After a disaster, they find a headquarters on their own and call in the volunteers. 

"We don't want to draw resources from the response onto us, we want to be self-contained and operate on our own," Brady says. 

The gray shirts number 80,000 nationwide but they started with just eight. It was the idea of former Wisconsin Badger and Marine veteran Jake Wood who wanted to help after the devastating Haiti earthquake. 

"Men and women who put service above self-committed to putting differences aside to help communities in their greatest time of need. We have a saying at Team Rubicon that if Americans treated each other every day like they do after disasters, we'd live in a truly special place," Wood said in an interview with ESPN. 

Since that first mission, Rubicon numbers quickly swelled. It became a place for veterans to continue serving with people just like them. 

"It's a place in which you are surrounded by people who are your brothers and sisters because you've been slogging it out all day, mucking like this, and a person like this can share information with you that maybe you can't share with others," said Brady. 

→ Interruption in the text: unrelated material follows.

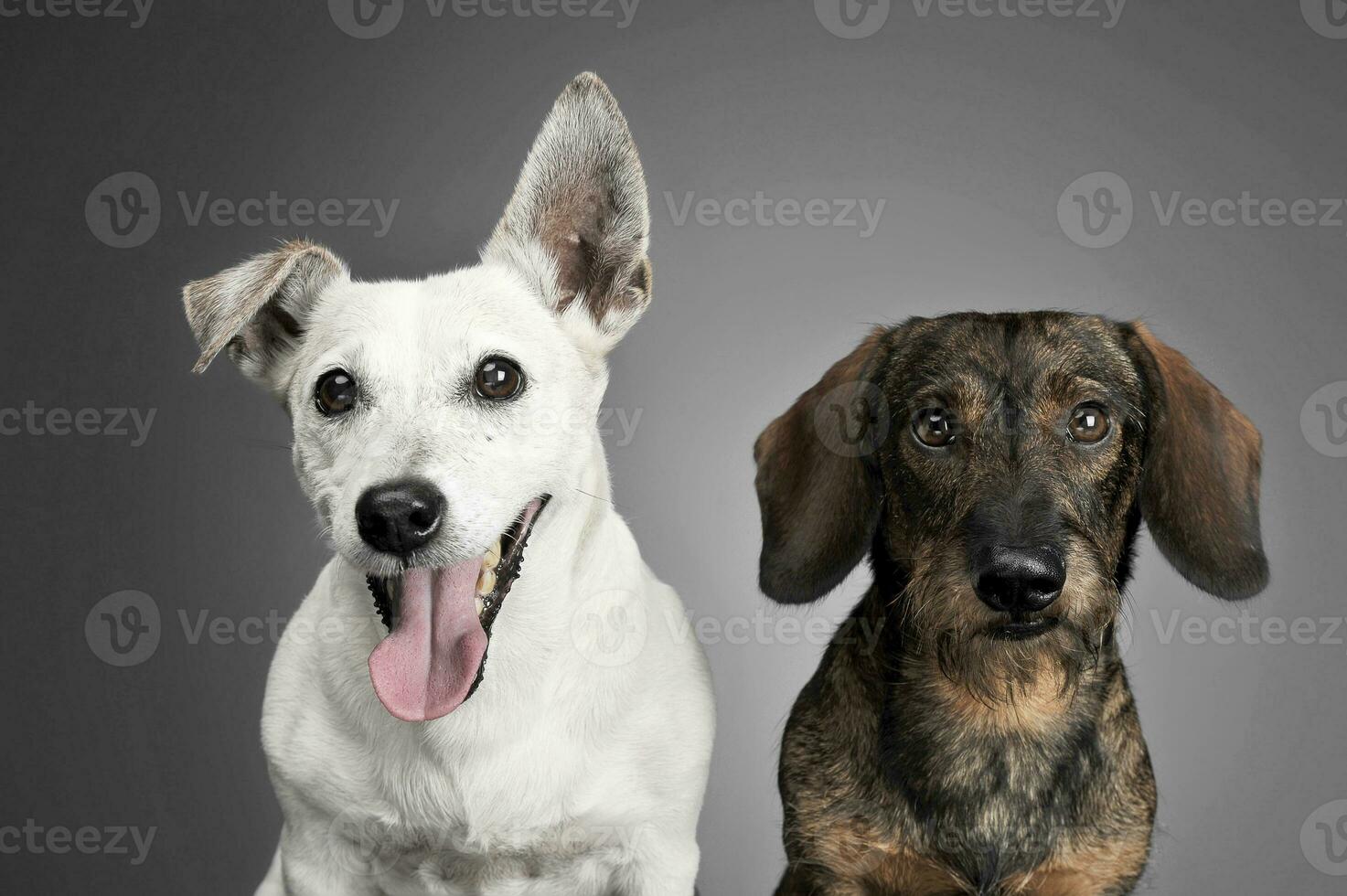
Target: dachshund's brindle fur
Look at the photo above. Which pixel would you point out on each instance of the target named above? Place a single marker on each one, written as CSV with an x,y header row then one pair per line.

"The service here is a connection to my military service," said Thomas Yazell, a Team Rubicon volunteer. 

Veteran Thomas Yazell has been volunteering for two years. 

"I wanted to find a way to reconnect with my veteran friends, that comradery that I missed."

Comradery and organization. Team Rubicon is like a well-oiled military machine. 

"Our daily battle rattle is lights on at 06, at 6:30 we have a breakfast, 7 o'clock we do what's called an operational briefing, they go out at 8 o'clock."

It even sounds like the military. 

"You're living with veterans 24/7. You're working with them all day. You'll pick up the language." 

But it's not just veterans. Thirty percent of volunteers are non-military who just want to help. 

"If you have a skill, we can apply that skill. If you don't have a skill we can train skills." Brady says. 

At the Peterson home, the team is tearing out moldy walls and emptying a basement that was completely full of water. 

They can't make someone like Peterson completely whole, but they can do some of the heavy lifting. 

The Volunteers are soaked through with sweat and dirt but say they've never felt better. 

"Satisfying, satisfying to know that you've done something, completed, made a difference in a person's life," Yazell says.